L’exploration du corpus cinématographique sélectionné dans cet article prouve que la baignade nocturne ne correspond pas toujours à la partie de plaisir ni à la promesse de régénération et de calme suggérée par les peintres du xixe siècle. Si se baigner de nuit permet parfois l’épanouissement à l’abri des regards et des jugements de la société, comme dans Swim, de Mari Walker, c’est aussi souvent une pratique qui expose à des périls physiques ou psychologiques que semble toutefois ignorer le marketing pour les cosmétiques ou les maillots de bain19. Ou peut-être ces derniers misent-ils au contraire stratégiquement sur cette ambivalence, sur le goût pour le frisson et l’interdit, pour une transgression calculée et commercialement attractive. Pour ceux chez qui cet article a pu réveiller des angoisses d’agressions subaquatiques et de noyades, sachez que d’autres représentations de la baignade nocturne existent, à destination de la jeunesse notamment. Dans son album Rendez-vous à la piscine, Jean-Baptiste Drouot (Hélium, 2023) renoue avec la dimension joyeuse et festive du bain nocturne collectif : personne ne soupçonne que la nuit, quand sa famille est endormie, c’est au tour de Kapok le chien de s’amuser ! Page après page, ses amis débarquent successivement pour faire la fête dans un réjouissant tumulte musical et chorégraphique.
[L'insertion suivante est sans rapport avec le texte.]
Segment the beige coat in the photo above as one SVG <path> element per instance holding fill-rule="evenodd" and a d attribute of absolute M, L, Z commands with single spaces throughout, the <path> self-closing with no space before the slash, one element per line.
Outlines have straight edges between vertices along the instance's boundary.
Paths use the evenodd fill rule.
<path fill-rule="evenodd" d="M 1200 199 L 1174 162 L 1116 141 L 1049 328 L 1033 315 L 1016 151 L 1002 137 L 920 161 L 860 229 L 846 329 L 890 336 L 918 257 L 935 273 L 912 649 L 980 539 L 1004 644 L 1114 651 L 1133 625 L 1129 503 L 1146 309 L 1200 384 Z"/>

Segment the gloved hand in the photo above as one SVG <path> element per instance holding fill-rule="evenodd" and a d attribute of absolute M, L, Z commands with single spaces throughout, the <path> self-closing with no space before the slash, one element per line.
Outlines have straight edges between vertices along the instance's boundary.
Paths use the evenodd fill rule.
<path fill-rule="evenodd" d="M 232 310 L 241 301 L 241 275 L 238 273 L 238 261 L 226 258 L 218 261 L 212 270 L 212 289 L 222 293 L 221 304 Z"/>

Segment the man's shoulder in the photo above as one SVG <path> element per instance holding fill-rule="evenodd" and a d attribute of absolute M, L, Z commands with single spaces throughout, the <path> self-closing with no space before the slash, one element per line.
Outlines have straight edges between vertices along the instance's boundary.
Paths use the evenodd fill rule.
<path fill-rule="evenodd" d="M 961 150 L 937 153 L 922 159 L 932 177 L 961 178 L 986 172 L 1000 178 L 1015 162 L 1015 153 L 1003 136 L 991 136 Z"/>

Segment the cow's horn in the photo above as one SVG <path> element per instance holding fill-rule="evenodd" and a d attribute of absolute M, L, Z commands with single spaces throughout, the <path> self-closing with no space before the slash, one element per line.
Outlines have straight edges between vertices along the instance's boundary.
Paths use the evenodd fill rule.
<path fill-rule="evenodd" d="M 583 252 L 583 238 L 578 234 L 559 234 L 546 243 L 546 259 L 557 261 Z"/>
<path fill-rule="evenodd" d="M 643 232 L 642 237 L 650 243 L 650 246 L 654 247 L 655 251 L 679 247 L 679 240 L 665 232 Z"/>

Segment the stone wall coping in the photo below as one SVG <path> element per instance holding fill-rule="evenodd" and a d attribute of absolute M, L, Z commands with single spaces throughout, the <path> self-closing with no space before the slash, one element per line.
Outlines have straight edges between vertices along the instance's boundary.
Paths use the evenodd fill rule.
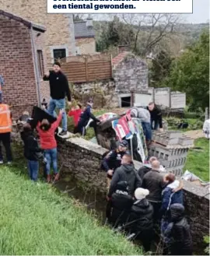
<path fill-rule="evenodd" d="M 75 137 L 69 138 L 66 140 L 72 144 L 75 144 L 84 149 L 91 150 L 99 155 L 103 155 L 104 153 L 107 152 L 107 149 L 103 148 L 101 146 L 96 145 L 92 142 L 87 141 L 85 139 Z"/>

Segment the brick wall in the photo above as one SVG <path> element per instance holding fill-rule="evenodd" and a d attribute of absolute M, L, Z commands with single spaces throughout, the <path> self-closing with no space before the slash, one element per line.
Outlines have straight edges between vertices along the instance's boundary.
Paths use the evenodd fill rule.
<path fill-rule="evenodd" d="M 75 38 L 72 15 L 47 14 L 47 1 L 38 0 L 0 0 L 1 9 L 12 12 L 33 23 L 44 26 L 44 51 L 47 54 L 47 66 L 51 68 L 51 46 L 63 45 L 68 47 L 68 55 L 75 53 Z"/>
<path fill-rule="evenodd" d="M 96 53 L 96 40 L 94 37 L 77 38 L 75 46 L 79 49 L 79 54 L 93 54 Z"/>
<path fill-rule="evenodd" d="M 82 138 L 68 140 L 58 139 L 58 150 L 61 176 L 73 176 L 77 184 L 86 191 L 96 191 L 104 196 L 107 193 L 107 175 L 100 170 L 102 155 L 107 149 Z M 136 169 L 140 163 L 135 161 Z M 189 181 L 184 182 L 185 212 L 191 225 L 194 253 L 201 255 L 207 244 L 203 237 L 209 230 L 209 191 Z"/>
<path fill-rule="evenodd" d="M 30 30 L 23 24 L 0 16 L 0 74 L 5 85 L 3 100 L 13 116 L 37 104 Z"/>

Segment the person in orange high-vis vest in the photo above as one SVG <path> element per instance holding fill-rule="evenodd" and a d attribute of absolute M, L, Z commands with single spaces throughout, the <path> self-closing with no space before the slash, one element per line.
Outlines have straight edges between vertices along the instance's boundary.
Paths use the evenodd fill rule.
<path fill-rule="evenodd" d="M 9 107 L 0 102 L 0 163 L 3 163 L 3 155 L 1 143 L 2 142 L 6 153 L 7 163 L 12 163 L 12 156 L 10 146 L 12 132 L 12 118 Z"/>

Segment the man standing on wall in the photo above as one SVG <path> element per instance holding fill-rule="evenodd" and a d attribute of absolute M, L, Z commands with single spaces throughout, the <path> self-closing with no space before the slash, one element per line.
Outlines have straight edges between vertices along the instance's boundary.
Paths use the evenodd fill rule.
<path fill-rule="evenodd" d="M 0 102 L 2 101 L 2 86 L 5 85 L 4 79 L 0 75 Z"/>
<path fill-rule="evenodd" d="M 56 108 L 65 110 L 65 96 L 67 96 L 68 105 L 71 102 L 71 92 L 66 76 L 61 71 L 61 65 L 55 62 L 53 71 L 48 72 L 43 78 L 44 81 L 50 81 L 51 100 L 48 107 L 48 113 L 54 114 Z M 67 116 L 66 112 L 62 114 L 62 131 L 59 135 L 64 136 L 67 134 Z"/>
<path fill-rule="evenodd" d="M 149 110 L 151 115 L 151 126 L 152 130 L 157 130 L 159 128 L 159 132 L 163 132 L 163 120 L 162 112 L 160 109 L 153 103 L 151 102 L 147 109 Z"/>

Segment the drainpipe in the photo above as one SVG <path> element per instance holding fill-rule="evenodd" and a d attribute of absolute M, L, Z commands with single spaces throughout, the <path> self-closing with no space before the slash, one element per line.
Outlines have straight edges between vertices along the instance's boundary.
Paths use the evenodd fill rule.
<path fill-rule="evenodd" d="M 37 47 L 35 44 L 35 40 L 33 37 L 33 26 L 30 26 L 30 40 L 31 40 L 31 46 L 32 46 L 32 55 L 33 61 L 34 63 L 34 73 L 35 73 L 35 80 L 36 80 L 36 87 L 37 87 L 37 95 L 38 100 L 38 106 L 41 107 L 41 97 L 40 97 L 40 79 L 39 75 L 39 68 L 38 68 L 38 60 L 37 54 Z"/>

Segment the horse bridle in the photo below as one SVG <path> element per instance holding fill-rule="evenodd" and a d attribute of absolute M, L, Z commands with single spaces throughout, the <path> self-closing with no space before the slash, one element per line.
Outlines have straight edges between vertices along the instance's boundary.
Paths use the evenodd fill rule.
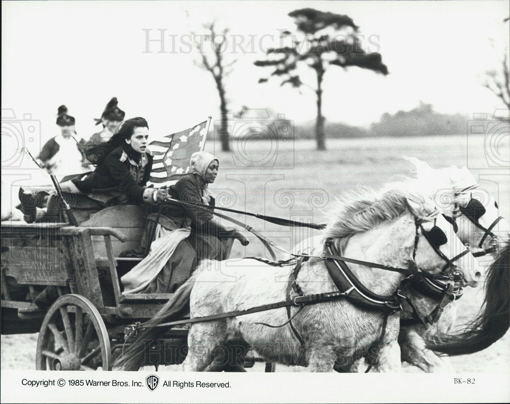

Épisode festif, moment d’épanouissement vers la (con)quête de soi ou prélude à un déchaînement de forces hostiles ou occultes, la baignade nocturne est donc investie de plusieurs tonalités et prolongements, qui coexisteront sans s’exclure tant que la nuit restera le temps privilégié des artistes, et que l’eau demeurera une source récurrente de leur inspiration.